We had Johnny Edwards catching, with a young Thurman Munson backing him up, Cater at first, Beckert at 2B, Kessinger at SS and a not quite ready Graig Nettles at third. An outfield of Brock, Willie Davis and Bobby Murcer. A good rotation of Mickey Lolich, Mel Stottlemyre, Jim Nash and Gary Nolan. Not a great bullpen but we have Lindy McDaniels.
No bench though: when injuries hit we tanked. So I traded some good prospects - we had Ted Simmons, for example but with Munson to take over at C he could be great trade bait. Okay, so I strengthen the bench getting Dick Schofield, Dick Green, Ken Berry and I upgraded at 1B with Deron Johnson, which gave us Danny Cater as a backup at first, third and the outfield and a good pinch hitter.
We also had drafted Andy Messersmith who now slid into the fifth rotation position. Hard team to beat I thought for 1969.
We never got out of the starting gate. Slow start, and the griping started. But this time I was able to identify it and there might be one clue to at least one of the factors leading to clubhouse dissension.
Cater, Schofield, Berry and Green all complained, as well as Johnny Edwards who could not stand the griping.
So you have all players who were pretty decent, and all starters and regulars, but not top flight, in fact B-quality.
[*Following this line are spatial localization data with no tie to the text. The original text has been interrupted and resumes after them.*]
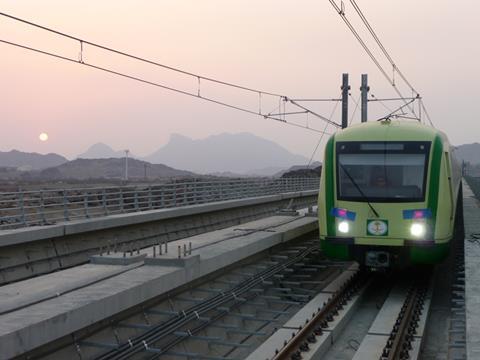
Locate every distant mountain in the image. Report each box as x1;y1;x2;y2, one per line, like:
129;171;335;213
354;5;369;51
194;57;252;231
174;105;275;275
281;165;322;178
37;158;194;180
244;166;287;177
455;143;480;165
143;133;309;175
77;143;136;159
208;171;249;178
0;150;67;170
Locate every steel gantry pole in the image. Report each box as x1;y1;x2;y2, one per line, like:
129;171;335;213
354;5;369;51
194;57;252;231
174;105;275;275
341;73;350;129
360;74;369;122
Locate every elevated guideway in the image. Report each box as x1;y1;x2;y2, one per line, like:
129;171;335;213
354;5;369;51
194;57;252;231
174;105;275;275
0;179;320;359
0;181;318;284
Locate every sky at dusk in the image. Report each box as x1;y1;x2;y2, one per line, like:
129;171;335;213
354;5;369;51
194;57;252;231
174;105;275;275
1;1;479;160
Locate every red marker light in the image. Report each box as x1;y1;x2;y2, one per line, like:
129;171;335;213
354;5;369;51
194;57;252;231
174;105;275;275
413;210;423;219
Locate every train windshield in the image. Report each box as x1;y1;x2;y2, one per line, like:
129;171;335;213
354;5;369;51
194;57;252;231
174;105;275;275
336;141;431;202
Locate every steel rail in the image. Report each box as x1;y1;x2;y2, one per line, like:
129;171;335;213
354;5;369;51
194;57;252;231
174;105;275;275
271;270;362;360
150;290;265;359
382;279;428;360
146;251;335;359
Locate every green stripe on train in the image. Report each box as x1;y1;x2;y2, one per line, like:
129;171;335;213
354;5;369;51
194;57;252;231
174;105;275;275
325;135;336;237
427;134;443;239
323;134;349;258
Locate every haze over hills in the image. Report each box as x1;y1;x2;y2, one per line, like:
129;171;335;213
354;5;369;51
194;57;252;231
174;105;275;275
0;150;67;170
2;139;480;181
77;143;137;159
36;158;194;180
455;143;480;164
143;133;309;175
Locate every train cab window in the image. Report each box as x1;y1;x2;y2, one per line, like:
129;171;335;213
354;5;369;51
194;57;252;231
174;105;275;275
336;141;431;202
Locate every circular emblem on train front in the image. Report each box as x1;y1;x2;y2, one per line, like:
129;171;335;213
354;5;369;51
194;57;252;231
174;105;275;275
367;220;388;236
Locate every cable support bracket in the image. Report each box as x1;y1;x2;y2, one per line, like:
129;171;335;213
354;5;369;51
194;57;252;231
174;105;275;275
78;40;84;64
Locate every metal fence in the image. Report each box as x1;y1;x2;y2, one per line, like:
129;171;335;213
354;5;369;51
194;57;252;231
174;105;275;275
0;178;319;230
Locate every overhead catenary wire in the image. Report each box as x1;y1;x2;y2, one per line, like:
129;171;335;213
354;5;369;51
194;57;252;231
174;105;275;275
349;93;360;125
306;96;341;168
0;11;342;133
350;0;435;124
289;99;341;128
328;1;392;86
370;93;393;113
419;98;434;127
289;98;342;102
368;97;418;102
0;11;283;98
328;0;419;120
349;0;418;95
376;97;418;121
0;39;335;135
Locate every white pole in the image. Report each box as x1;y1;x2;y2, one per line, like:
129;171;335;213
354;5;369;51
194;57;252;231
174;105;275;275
124;149;129;181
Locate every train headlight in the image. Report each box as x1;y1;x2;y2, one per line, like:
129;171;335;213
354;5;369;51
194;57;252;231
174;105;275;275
338;221;349;234
410;223;426;237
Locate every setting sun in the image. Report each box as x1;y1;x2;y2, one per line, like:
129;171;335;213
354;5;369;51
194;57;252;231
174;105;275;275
39;132;48;142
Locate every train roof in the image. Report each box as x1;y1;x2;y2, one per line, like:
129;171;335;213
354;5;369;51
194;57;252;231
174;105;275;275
333;120;448;144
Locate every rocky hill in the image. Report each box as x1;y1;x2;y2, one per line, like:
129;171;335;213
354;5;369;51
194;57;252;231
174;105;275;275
455;143;480;165
143;133;309;175
77;143;137;159
19;158;195;181
0;150;67;170
281;165;322;178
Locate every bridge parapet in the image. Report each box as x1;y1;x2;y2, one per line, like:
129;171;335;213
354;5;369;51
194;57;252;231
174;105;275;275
0;177;319;230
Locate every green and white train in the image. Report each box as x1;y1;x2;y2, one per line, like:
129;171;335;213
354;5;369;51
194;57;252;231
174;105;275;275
318;120;463;268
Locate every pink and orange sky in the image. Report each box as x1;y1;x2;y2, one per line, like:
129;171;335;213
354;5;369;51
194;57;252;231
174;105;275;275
1;0;479;160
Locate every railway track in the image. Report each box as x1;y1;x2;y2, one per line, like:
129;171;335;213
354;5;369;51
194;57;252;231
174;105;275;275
39;239;356;360
250;269;433;360
40;249;434;360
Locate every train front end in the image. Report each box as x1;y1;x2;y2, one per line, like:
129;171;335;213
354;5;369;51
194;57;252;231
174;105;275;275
318;121;458;269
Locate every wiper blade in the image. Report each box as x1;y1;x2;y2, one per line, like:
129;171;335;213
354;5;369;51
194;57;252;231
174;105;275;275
339;164;380;218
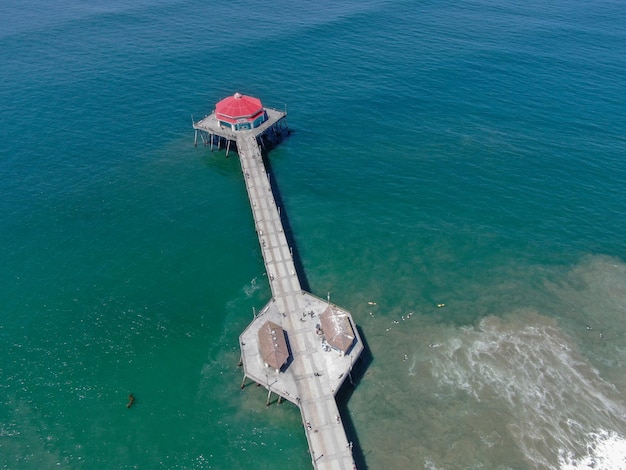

But all think they belong as starters and not bench players.
That may be a factor in this phenomenon: that out of control griping may come from having regulars who should not be on the bench, but who may not be good enough to start for your team if you have better.
So here is my bet: I traded all of the above, including Edwards, and got players like Ted Kubiack, Bill Sudakis, a young Cesar Geronimo who won't be ready to start for a couple of years yet, and strengthened our not great bullpen with Mike Marshall.
So hopefully, players who don't have the same expectation to play every day but will get some playing time at various positions will work better for clubhouse chemistry than having two real starters at each position which backfired.
I don't claim this is the only or even main cause of clubhouse conflict, but it might be a clue as to how to avoid one cause of it. Any thoughts or similar experiences out there?